Kerumunan bisa memahami reaksi Xia Yan. Satu hal jika Chu Feng tidak melarikan diri setelah mengetahui bahwa Xia Yan ingin berurusan dengannya, tetapi dia bahkan berlari keluar dengan senyum di wajahnya.

Bagaimana mungkin dia bisa tersenyum begitu bahagia dalam keadaan seperti itu?

Mengesampingkan ketidakpercayaan Xia Yan, bahkan kerumunan pun merasa sangat tidak percaya.

Sekalipun kau tidak takut mati, kau pasti tidak perlu mencari kematian di sini, kan?

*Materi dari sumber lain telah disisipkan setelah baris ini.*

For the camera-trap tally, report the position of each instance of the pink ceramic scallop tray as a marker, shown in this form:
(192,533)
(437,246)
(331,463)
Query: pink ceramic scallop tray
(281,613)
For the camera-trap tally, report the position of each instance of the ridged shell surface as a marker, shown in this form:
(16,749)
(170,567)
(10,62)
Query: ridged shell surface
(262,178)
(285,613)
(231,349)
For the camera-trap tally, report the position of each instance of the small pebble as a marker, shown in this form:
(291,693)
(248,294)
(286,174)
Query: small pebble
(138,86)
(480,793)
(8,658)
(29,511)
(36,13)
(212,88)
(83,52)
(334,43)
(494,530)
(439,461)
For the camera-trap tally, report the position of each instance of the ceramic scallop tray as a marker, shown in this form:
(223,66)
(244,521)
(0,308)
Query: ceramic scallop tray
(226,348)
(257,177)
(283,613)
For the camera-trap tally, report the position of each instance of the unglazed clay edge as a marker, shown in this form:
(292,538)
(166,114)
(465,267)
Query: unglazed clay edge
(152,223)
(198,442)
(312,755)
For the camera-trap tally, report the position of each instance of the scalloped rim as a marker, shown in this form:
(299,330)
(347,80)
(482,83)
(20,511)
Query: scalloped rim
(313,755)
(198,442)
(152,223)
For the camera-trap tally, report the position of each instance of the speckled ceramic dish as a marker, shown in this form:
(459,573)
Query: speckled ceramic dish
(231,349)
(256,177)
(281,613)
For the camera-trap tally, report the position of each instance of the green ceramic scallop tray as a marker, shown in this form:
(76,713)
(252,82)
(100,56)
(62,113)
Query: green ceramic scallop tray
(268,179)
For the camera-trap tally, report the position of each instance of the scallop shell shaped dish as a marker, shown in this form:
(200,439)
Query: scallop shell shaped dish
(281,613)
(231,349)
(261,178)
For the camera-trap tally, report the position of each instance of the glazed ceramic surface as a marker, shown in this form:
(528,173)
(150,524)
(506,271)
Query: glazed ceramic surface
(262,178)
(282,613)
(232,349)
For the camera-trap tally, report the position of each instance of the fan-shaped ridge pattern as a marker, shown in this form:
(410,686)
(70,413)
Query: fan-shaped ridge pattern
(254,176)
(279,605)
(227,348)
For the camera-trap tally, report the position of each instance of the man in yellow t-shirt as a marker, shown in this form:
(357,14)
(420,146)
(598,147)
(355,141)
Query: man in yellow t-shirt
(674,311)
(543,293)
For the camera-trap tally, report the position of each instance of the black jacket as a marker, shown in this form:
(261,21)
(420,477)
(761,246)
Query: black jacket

Tetua kepala dengan cepat melangkah maju untuk menghentikan Chu Feng, tetapi sudah terlambat.

“Kau!!!”

Setelah terkejut sesaat, Xia Yan mulai berlari lurus ke arah Chu Feng.

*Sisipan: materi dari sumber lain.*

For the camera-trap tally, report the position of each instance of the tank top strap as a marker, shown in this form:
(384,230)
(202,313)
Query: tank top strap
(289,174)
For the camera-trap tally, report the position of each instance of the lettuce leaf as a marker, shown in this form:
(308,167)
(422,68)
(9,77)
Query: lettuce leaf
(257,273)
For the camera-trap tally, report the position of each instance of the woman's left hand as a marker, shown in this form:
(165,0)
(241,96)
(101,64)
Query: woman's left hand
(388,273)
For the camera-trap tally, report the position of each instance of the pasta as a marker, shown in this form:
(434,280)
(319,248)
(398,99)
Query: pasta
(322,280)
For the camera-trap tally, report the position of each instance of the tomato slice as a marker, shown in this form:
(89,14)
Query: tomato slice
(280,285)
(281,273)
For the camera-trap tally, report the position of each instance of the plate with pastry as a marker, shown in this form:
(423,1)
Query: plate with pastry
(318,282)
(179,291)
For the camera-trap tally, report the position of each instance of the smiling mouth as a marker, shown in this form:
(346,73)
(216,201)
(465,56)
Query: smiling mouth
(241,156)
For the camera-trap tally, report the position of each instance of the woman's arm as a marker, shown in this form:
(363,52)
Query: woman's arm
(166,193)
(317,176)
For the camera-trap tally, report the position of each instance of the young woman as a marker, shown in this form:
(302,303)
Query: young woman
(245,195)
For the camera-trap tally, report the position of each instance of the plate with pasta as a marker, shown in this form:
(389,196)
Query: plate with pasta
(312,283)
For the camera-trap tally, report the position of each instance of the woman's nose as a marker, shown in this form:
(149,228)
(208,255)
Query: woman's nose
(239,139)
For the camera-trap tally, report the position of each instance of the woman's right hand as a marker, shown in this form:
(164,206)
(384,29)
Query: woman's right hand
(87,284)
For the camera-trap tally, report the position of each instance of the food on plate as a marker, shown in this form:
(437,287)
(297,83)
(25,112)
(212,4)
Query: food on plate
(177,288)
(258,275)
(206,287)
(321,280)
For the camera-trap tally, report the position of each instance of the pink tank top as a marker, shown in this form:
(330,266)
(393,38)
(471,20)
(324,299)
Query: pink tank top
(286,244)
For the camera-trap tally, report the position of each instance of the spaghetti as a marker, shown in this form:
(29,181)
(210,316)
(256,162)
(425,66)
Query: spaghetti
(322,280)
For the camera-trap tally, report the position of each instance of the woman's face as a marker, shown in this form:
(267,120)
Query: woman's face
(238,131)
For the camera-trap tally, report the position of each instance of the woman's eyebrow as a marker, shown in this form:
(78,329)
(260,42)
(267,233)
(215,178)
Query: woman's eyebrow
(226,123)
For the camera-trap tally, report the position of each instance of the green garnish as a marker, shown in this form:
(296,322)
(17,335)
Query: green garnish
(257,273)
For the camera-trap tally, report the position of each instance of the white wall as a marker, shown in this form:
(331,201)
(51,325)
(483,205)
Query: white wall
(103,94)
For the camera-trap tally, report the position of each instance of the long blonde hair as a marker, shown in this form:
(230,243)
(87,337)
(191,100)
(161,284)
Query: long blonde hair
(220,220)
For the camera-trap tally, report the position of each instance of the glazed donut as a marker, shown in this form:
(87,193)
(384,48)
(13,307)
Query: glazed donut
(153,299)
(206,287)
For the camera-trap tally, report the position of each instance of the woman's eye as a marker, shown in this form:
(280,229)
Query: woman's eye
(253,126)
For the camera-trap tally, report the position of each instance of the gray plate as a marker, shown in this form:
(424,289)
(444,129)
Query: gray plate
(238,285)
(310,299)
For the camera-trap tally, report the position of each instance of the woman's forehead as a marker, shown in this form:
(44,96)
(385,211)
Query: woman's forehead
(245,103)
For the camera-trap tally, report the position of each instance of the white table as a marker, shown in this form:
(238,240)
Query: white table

“Xia Yan, ini salah paham. Dengarkan aku, aku akan menjelaskannya kepadamu.”

Tetua kepala dengan cepat melangkah maju dan meraih tangan Xia Yan untuk menahannya, tidak membiarkannya mendekati Chu Feng sama sekali.

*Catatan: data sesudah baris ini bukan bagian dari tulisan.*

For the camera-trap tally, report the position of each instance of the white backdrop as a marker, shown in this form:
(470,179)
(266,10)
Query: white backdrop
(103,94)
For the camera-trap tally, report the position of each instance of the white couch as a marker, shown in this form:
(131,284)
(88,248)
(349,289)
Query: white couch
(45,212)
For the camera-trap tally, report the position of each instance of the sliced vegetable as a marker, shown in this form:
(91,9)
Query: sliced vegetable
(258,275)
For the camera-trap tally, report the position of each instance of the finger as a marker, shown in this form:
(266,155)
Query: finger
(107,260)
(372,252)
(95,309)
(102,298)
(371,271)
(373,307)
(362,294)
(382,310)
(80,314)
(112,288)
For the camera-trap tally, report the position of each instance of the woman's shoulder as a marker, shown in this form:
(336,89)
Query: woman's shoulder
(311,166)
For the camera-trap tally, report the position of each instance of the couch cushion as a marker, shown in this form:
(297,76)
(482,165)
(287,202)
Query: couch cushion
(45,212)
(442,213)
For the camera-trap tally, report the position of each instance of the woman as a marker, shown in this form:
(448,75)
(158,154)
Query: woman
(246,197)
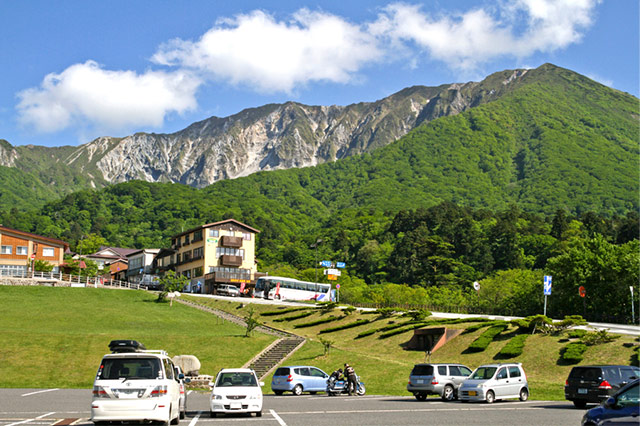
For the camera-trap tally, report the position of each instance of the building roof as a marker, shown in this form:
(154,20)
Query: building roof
(222,222)
(28,235)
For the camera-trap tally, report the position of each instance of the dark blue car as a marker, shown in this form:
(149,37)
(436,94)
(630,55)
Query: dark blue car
(623,408)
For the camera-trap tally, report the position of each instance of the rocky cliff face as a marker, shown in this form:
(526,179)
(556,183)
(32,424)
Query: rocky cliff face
(272,136)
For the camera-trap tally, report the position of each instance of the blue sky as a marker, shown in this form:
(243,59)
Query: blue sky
(76,70)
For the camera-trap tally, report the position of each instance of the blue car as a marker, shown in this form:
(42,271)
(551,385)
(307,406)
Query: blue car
(623,408)
(298,379)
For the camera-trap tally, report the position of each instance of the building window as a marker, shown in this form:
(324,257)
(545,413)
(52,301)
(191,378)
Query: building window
(228,251)
(13,270)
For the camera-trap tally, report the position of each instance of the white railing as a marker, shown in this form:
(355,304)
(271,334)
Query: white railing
(68,278)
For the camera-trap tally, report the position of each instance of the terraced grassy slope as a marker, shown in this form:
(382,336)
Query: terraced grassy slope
(384,365)
(55,337)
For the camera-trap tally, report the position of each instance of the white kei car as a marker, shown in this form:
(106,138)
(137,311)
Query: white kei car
(236,390)
(135,385)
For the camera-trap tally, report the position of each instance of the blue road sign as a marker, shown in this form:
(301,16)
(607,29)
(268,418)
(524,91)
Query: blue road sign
(547,285)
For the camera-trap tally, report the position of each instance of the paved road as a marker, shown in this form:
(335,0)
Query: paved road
(31,407)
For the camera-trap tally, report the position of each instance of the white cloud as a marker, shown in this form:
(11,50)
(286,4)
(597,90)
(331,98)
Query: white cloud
(276,56)
(463,41)
(87,95)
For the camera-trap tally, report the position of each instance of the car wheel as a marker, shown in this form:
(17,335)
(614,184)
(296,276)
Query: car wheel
(579,403)
(524,394)
(448,394)
(490,397)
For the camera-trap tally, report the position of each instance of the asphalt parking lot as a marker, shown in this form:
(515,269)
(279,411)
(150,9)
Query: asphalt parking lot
(72,407)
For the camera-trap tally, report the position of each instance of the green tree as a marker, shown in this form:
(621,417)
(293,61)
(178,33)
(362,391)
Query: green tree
(605,270)
(171,282)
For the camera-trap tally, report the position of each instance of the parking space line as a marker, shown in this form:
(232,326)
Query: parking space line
(42,391)
(30,420)
(278,418)
(195,419)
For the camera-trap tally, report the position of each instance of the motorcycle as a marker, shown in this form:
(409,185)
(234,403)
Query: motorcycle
(341,386)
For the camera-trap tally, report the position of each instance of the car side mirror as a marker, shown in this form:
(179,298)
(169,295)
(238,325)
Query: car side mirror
(610,402)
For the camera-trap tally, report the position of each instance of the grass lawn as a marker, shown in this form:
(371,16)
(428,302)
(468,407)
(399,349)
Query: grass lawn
(384,365)
(55,337)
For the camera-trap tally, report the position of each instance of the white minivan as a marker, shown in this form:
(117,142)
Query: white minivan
(236,390)
(494,382)
(135,384)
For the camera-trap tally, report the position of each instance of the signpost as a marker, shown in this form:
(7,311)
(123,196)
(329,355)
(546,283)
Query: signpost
(547,291)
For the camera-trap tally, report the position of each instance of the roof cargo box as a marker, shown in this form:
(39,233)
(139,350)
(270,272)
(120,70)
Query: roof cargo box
(117,346)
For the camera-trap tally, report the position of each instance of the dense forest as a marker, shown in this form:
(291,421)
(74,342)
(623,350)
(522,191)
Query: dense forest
(543,181)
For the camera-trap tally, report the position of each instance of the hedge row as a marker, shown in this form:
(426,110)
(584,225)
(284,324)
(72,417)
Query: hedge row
(294,317)
(345,326)
(282,311)
(482,342)
(491,323)
(317,322)
(514,348)
(573,352)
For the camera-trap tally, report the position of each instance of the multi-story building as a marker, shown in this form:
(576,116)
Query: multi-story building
(18,251)
(216,253)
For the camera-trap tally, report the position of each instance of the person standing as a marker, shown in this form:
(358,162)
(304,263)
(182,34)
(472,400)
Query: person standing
(352,380)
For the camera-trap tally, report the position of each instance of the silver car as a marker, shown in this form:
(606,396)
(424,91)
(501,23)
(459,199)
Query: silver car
(437,379)
(495,381)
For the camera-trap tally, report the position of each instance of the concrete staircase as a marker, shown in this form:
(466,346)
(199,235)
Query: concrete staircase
(267,360)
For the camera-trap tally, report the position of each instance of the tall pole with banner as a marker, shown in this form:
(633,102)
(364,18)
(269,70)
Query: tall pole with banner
(547,291)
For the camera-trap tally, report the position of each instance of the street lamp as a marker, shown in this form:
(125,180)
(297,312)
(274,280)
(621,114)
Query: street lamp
(315,246)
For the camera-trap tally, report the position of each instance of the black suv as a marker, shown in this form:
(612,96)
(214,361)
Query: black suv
(595,383)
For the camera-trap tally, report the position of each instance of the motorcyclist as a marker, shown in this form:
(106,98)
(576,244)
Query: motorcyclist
(352,379)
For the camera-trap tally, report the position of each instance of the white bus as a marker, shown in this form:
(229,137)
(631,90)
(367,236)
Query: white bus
(291,289)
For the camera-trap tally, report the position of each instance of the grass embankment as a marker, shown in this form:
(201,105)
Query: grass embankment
(55,337)
(384,365)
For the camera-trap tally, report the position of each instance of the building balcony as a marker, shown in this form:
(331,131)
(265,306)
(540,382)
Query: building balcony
(228,260)
(229,241)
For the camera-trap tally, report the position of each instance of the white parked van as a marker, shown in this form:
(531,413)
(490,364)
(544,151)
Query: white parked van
(135,384)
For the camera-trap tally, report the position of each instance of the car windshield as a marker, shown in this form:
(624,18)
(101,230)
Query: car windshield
(130,369)
(422,370)
(483,373)
(236,379)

“Kenapa kau memegang tanganku? Lepaskan aku!”

Xia Yan menatap tetua kepala dengan mata yang begitu marah seolah-olah dia akan membunuhnya tanpa ragu. Tatapannya membuat tetua kepala ketakutan.

Menyadari bahwa situasinya benar-benar kacau, tetua kepala dengan cepat berteriak, “Chu Feng, cepat pergi! Aku akan menangani situasi di sini!”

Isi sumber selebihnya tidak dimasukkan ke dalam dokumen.